ITEM 9A. Controls and Procedures
Evaluation of Disclosure Controls and Procedures
The Company maintains disclosure controls and procedures that are designed to ensure that information
required to be disclosed in our reports filed under the Exchange Act is recorded, processed, summarized and
reported within the time periods specified in the SEC’s rules and forms. Disclosure controls and procedures include
controls and procedures designed to ensure that such information is accumulated and communicated to our
management, including our Chief Executive Officer (CEO), Chief Operating Officer (COO), Chief Financial
Officer (CFO) and Chief Accounting Officer (CAO), as appropriate, to allow timely decisions regarding required
financial disclosure.
Our management, under the supervision and with the participation of our CEO, COO, CFO and CAO, has
completed an evaluation of the effectiveness of the design and operation of our disclosure controls and procedures
(as defined in Rule 13a-15(e) under the Exchange Act) as of the end of the fiscal year ended December 31, 2007.
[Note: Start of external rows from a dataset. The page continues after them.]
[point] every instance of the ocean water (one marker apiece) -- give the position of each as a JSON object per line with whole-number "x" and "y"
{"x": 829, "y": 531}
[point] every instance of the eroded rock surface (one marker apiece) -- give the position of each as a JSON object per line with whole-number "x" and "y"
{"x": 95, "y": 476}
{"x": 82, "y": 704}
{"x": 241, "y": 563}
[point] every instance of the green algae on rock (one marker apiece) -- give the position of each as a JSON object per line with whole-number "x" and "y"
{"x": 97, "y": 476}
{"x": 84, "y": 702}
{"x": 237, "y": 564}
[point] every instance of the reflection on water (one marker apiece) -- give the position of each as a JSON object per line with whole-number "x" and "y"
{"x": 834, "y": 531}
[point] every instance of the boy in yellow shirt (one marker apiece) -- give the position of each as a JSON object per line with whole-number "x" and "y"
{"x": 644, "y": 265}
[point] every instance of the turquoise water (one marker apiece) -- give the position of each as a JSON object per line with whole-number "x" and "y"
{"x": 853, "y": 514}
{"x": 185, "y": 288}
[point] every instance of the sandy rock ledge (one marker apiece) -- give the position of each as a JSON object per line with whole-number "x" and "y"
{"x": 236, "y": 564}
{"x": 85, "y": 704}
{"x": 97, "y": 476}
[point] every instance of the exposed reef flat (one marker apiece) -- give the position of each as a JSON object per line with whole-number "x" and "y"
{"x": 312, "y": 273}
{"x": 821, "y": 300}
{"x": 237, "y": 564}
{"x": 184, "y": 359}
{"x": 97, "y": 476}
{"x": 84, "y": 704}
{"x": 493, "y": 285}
Based on our evaluation of the effectiveness of the design and operation of our disclosure controls and procedures,
which included remediation of the material weaknesses and significant deficiencies described below, our man-
agement, including our CEO, COO CFO and CAO, concluded that as of December 31, 2007, the Company’s
disclosure controls and procedures were effective.
Report of Management on Internal Control over Financial Reporting
Our management is responsible for establishing and maintaining effective internal control over our financial
reporting, as that term is defined under Rule 13a-15(f) promulgated under the Securities Exchange Act of 1934.
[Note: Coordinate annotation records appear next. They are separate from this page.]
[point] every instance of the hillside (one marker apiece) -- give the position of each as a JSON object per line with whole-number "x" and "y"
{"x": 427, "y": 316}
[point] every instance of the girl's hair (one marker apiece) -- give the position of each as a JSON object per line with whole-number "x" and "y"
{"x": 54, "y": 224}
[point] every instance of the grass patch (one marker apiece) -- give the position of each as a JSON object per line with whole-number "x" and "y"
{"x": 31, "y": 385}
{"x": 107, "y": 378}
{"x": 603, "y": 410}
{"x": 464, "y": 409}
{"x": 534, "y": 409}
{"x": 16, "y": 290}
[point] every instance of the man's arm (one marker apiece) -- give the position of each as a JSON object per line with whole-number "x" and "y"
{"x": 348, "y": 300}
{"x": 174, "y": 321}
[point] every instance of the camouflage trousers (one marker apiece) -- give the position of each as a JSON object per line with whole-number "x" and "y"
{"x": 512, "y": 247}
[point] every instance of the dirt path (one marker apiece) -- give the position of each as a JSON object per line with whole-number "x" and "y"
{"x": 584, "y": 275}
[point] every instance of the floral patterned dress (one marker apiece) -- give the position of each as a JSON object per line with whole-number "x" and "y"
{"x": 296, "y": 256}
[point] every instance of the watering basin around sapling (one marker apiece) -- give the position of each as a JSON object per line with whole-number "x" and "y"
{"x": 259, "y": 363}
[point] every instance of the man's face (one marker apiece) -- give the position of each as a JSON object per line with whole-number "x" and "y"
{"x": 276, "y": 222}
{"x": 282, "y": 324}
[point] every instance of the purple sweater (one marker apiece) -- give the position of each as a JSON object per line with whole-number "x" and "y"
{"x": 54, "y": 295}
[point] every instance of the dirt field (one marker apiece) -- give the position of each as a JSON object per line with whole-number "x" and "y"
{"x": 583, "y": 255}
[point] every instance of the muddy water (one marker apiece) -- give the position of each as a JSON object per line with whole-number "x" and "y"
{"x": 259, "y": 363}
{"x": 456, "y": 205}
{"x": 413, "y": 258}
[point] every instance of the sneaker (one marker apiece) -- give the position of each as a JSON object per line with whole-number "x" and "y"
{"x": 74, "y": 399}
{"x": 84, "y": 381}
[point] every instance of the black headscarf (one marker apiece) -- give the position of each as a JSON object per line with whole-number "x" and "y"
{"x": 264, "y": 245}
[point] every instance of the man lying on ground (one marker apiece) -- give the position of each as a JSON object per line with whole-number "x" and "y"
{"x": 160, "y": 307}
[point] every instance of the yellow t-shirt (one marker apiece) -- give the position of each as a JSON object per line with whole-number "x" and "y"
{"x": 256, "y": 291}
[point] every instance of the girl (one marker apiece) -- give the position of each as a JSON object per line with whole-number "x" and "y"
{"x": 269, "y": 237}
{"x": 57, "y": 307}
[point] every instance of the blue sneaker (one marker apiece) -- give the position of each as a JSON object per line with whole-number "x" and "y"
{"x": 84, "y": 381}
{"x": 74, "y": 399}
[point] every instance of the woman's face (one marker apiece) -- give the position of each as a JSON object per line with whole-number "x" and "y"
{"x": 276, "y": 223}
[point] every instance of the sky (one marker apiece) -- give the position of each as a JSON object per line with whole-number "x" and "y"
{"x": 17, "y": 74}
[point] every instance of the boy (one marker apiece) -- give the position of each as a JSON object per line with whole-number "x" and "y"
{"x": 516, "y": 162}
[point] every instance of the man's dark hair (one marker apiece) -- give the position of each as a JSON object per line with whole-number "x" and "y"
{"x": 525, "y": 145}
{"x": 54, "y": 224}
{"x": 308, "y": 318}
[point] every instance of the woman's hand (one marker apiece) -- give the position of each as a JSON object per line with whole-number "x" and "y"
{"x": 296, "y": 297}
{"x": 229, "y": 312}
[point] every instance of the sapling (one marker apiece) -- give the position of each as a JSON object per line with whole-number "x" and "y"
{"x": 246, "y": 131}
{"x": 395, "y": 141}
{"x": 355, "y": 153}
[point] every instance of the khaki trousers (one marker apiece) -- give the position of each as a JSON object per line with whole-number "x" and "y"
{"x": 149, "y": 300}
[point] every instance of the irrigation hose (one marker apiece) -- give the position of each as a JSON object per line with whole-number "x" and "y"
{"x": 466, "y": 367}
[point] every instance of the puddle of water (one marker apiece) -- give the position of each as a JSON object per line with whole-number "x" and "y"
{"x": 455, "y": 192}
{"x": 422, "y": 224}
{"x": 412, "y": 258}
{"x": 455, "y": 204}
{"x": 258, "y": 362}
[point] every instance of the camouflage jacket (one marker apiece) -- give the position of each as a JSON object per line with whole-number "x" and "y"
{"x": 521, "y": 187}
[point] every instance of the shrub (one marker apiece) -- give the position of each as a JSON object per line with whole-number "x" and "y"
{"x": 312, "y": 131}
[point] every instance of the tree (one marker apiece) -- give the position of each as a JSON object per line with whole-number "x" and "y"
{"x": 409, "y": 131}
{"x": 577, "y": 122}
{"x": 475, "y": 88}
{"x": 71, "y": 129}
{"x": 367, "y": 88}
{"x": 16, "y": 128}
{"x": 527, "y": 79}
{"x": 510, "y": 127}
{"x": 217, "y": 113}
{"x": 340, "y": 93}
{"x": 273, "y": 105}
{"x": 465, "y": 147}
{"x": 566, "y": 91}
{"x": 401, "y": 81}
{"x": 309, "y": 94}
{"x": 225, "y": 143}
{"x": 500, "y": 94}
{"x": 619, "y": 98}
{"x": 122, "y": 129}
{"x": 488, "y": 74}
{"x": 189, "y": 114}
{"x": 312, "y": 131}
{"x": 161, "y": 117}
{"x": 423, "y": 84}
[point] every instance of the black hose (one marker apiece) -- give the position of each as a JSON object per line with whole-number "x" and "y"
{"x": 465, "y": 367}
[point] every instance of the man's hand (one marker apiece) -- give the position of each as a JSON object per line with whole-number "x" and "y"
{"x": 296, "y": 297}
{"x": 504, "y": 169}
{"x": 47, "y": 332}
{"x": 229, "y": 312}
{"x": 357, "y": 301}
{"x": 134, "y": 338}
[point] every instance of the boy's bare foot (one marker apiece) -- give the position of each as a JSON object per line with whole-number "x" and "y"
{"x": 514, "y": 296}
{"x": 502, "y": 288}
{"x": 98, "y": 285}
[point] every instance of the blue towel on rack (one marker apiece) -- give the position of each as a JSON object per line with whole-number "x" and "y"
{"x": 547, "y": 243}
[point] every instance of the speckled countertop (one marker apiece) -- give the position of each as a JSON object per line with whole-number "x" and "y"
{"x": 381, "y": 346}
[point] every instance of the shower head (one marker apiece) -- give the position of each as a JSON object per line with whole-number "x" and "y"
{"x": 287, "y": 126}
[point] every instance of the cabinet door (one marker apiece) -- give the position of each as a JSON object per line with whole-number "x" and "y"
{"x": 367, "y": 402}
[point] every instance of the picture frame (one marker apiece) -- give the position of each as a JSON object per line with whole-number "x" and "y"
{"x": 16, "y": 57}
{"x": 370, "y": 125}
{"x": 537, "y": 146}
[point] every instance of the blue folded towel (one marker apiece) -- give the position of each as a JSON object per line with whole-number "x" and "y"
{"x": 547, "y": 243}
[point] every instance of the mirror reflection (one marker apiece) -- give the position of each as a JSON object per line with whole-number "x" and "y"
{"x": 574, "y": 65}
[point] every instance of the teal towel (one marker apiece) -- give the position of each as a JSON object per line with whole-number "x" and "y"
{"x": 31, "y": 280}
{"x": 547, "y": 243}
Internal control over financial reporting refers to the process designed by, or under the supervision of, our CEO,
COO, CFO, and CAO and effected by our board of directors, management and other personnel, to provide
reasonable assurance regarding the reliability of financial reporting and the preparation of financial statements for
external purposes in accordance with generally accepted accounting principles, and includes those policies and
procedures that:
pertain to the maintenance of records that in reasonable detail accurately and fairly reflect the transactions
and dispositions of our assets;
provide reasonable assurance that transactions are recorded as necessary to permit preparation of financial
statements in accordance with generally accepted accounting principles, and that receipts and expenditures
are being made only in accordance with authorization of our management and directors; and
provide reasonable assurance regarding prevention or timely detection of unauthorized acquisition, use or
disposition of our assets that could have a material effect on the financial statements.
Due to inherent limitations, internal control over financial reporting may not prevent or detect misstatements.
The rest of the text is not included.